The other heartbreaking thing to me is that electric guitars are more affordable now than they ever were when I was a kid. When I was a youngster in the late 70s / early 80s, a standard Stratocaster (just called "a stratocaster" back then) cost about $450. Today, they've moved production of standard strats to Mexico. You can buy brand-new ones for $399 at everyday retail prices. I've played American strats of my era and Mexican Strats of the modern era and the mexicasters are better, period. (I actually have two of them.) Better sound, quality and playability. Adjusted for inflation, the $450 Strats of my childhood would be over a grand, today. (Which is about what the modern American Strats go for.)

Now, we also didn't have e-bay back then. So, you can't get the SCREAMIN' deals today that you could get on used stuff back then. A friend of mine once got a Gibson SG and a Peavey 250 watt combo amp for $250. I bought a 1959-ish Gretsch Chet Atkins for $160, once.

For most of my childhood, despite doing things like skipping lunch and saving my money for years on end, I couldn't afford a decent guitar. (Or ANY guitar, decent or otherwise.) I was lucky that my buddy, Stu, had a guitar that he'd let me play, and he knew enough about playing that he could teach me quite a bit. It wasn't until I graduated High School and got a job that I could afford decent instruments.

Not only that, but finding music to play was a chore. If one person knew a song, it spread through the neighborhood like wildfire. There weren't all these guitar magazines filled with tab transcriptions of rock songs back then. You had Mel Bay books with songs like, "Oats and Peas and Barley Grow". Kids today can get note-for-note transcriptions of every song Hendrix ever played!
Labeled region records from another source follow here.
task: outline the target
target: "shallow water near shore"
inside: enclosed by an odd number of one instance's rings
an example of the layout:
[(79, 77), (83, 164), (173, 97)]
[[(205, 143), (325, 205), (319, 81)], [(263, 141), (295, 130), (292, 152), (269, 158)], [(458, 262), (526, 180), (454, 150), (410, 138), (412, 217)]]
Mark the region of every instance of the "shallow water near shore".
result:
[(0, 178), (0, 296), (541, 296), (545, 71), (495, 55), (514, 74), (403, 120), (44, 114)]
Not to mention youtube videos where people post how things are played.

So, for kids to be growing up in an era when the affordability of guitars is better than ever, and accessibility on how to play is better than ever, and instead be wasting their time, gaining no skills at all, playing a guitar-ish game just galls me.

[/grumpy old man mode off]

The bright side to all this is that my son is showing an interest in drums. I won't force him to play an instrument. However, I'll make it available to him to learn one and take lessons as he pleases. Every time somebody pronounces rock bands as totally irrelevant to young people, an act like the Jonas Brothers comes along and proves to the world, yet again, that a teenage boy is at the height of his powers if he's playing a guitar in a band.

I've been doing some researching and it turns out that in expert mode, these games like Rock Band and Guitar Hero are actually showing kids something analogous to the real drum parts of the songs. The basic plastic kits made for the games are basically like toys. However, there's an aftermarket drum kit called an Ion Rocker made by Alesis that is like an inexpensive electronic drum kit. Finally, you can buy converter boxes that let you connect your Roland V-drums, or Yamaha DTX kit to those video games and then you're playing actual drums (okay, actual "electronic" drums).

If he shows an interest, I can easily see making the trip to Dave's Drum Depot in Toledo to get him lessons and some real skins.

So, mission for today is to see if I can get the Beatles Boxed Set, a PS3 (it allows the most drums and cymbals for Rock Band of any of the platforms), the Beatles limited edition premium bundle (which includes a fake plastic Hofner bass controller), and a 3 cymbal expansion pack.

I'll gauge Logan's interest and if he really shows some interest, I'll be setting him up with some V-drums here, soon. Of course, they're for him... you know... wouldn't spend that kind of money just because I'd like them, too. That'd be extravagant and self-indulgent.